An mRNA-seq pipeline using Gsnap, samtools, Cufflinks and BEDtools

introduction

I’m no expert on RNA-seq. I’ve analyzed RNA-seq data for just a few projects in my year at the Center for Human Genetic Research and at this point I have a pipeline that I think is worth documenting for my future reference and in case it’s useful to others. I don’t assert that this is the best way to do things – in fact, I’m pretty sure it’s not. But maybe it can be a starting point.

My tools of choice for this pipeline are Gsnap, samtools, Cufflinks, and BEDtools.

philosophy

Between RNA-seq and exome sequencing projects, I’ve tried a few different approaches to parallelizing my sequencing efforts. No approach is perfect. With really small datasets, I’ve done a lot of things manually, while with larger ones I’ve sometimes tried to go towards full automation, having a single Python script that submits all the jobs for different steps of the pipeline, waits for them to finish, error checks them and then moves on to the next step. One job to rule them all.

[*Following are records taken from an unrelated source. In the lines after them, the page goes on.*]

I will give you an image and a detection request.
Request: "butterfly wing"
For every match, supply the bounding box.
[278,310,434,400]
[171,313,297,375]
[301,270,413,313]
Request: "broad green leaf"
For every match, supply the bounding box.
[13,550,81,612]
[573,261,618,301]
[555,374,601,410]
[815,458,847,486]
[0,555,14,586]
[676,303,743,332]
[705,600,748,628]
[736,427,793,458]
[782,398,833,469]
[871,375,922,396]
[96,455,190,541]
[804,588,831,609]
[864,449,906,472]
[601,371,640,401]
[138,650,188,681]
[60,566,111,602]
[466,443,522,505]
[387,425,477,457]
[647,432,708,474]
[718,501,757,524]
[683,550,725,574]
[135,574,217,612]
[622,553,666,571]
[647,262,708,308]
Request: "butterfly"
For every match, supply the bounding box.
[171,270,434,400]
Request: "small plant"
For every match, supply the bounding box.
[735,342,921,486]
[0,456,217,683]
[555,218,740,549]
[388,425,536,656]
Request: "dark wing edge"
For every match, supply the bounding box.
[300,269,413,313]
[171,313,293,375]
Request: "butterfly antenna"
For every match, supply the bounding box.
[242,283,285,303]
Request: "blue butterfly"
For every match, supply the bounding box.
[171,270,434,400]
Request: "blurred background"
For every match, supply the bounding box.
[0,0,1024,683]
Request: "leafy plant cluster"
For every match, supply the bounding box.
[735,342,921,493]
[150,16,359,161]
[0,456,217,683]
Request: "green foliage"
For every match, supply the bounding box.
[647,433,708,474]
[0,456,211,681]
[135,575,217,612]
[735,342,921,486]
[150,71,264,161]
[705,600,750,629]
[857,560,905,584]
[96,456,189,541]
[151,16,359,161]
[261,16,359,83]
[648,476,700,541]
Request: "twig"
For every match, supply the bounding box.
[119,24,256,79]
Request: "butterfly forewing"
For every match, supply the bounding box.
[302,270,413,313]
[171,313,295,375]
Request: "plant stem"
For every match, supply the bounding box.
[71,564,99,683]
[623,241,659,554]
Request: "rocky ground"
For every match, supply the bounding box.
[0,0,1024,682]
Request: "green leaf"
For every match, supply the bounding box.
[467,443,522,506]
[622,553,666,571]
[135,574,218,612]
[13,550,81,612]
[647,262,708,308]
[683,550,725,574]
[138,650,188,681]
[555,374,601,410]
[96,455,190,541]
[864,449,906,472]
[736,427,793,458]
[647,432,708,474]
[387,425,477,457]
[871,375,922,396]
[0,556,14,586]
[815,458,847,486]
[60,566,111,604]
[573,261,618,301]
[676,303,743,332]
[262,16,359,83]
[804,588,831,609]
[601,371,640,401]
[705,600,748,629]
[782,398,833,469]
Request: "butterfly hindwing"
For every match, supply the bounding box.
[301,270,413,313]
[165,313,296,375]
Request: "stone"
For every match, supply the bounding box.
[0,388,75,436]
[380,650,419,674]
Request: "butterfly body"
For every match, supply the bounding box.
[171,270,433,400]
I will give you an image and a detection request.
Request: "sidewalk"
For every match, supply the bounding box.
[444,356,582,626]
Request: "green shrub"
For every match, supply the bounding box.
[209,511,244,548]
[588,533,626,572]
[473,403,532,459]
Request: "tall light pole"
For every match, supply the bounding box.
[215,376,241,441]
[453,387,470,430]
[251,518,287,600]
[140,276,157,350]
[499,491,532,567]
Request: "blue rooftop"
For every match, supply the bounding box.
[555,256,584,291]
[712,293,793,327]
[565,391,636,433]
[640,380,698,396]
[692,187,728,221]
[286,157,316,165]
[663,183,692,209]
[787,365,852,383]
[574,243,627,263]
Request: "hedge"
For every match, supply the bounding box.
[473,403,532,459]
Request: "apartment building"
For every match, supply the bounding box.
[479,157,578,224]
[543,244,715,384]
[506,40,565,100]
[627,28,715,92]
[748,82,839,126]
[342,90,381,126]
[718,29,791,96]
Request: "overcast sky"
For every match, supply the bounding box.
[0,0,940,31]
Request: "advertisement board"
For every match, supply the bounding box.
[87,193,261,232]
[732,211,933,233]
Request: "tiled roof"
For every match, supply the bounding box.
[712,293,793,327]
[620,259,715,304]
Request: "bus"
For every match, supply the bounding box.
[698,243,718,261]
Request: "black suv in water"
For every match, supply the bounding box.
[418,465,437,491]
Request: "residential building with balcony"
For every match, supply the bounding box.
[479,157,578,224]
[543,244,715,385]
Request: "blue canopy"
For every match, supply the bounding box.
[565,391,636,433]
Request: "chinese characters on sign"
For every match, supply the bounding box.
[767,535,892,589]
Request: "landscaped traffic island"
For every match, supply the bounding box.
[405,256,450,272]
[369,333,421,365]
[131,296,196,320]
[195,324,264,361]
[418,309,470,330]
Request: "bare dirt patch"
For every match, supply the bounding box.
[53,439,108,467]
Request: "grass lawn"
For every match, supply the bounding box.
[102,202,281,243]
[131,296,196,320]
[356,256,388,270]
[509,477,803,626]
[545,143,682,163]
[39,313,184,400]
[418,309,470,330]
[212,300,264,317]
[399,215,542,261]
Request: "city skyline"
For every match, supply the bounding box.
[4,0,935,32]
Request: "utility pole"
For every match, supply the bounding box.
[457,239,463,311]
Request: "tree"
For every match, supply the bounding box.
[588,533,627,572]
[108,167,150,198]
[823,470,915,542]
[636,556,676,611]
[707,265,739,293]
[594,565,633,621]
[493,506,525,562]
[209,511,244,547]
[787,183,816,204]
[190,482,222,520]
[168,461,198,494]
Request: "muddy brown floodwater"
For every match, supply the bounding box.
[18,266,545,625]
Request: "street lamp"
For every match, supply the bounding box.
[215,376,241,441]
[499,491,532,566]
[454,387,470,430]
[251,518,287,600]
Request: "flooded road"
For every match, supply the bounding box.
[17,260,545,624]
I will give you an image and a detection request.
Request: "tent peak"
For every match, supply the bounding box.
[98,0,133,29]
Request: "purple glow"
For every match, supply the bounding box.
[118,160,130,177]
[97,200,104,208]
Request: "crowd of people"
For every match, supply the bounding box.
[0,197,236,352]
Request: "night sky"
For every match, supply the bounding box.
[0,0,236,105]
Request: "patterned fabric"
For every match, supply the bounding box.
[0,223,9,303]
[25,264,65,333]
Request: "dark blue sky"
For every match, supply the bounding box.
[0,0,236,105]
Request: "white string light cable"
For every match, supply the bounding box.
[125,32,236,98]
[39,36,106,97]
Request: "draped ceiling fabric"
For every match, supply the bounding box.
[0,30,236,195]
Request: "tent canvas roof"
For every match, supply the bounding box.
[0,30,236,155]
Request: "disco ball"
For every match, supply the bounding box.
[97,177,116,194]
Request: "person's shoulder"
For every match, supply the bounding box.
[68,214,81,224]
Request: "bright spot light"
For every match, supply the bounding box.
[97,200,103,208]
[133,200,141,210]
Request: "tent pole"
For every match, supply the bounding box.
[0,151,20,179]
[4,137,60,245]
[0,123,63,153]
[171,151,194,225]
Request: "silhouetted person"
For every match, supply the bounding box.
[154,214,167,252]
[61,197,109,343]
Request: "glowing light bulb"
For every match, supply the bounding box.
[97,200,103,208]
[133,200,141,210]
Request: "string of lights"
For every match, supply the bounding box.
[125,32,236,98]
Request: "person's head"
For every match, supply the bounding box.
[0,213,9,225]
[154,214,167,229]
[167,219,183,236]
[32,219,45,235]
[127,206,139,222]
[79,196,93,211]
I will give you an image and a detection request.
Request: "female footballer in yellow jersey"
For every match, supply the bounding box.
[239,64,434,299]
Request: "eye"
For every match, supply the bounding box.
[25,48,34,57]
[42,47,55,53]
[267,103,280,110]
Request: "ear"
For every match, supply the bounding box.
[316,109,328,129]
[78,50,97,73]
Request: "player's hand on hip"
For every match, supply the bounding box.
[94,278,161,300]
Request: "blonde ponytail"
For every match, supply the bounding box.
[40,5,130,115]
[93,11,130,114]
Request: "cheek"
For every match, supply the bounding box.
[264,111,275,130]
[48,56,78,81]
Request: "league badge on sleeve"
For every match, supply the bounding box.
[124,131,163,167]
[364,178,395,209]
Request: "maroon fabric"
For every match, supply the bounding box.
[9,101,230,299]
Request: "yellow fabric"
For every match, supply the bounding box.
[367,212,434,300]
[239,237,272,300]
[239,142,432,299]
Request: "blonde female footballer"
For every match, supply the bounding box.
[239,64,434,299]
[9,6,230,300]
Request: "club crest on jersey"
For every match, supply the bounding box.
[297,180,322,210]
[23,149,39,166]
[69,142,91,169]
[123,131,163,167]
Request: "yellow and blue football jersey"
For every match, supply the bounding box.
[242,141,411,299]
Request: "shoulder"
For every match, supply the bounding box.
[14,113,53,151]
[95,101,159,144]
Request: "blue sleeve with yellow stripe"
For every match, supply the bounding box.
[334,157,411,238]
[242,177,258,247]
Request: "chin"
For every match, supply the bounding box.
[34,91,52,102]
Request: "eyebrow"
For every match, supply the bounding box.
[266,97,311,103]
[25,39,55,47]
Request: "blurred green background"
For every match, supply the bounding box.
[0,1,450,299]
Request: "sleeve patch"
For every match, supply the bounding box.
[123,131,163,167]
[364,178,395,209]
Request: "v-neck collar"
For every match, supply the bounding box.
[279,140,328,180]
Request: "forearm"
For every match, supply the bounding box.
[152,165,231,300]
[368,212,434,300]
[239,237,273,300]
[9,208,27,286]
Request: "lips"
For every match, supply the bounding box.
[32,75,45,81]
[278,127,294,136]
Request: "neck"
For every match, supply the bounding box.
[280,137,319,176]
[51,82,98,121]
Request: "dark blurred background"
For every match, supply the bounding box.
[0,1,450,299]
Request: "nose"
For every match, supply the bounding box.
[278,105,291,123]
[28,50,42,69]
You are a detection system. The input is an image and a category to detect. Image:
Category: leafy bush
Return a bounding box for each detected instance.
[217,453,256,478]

The full automation sounded genius at first, and if you’re a software engineer devoted to spending months to make that pipeline address every imaginable scenario, then it probably is genius. But, not having time to make my pipeline absolutely perfect, I found that some fatal problem or another would always arise but the job-to-rule-them-all would have already moved on and wasted thousands of CPU hours on subsequent steps before I noticed.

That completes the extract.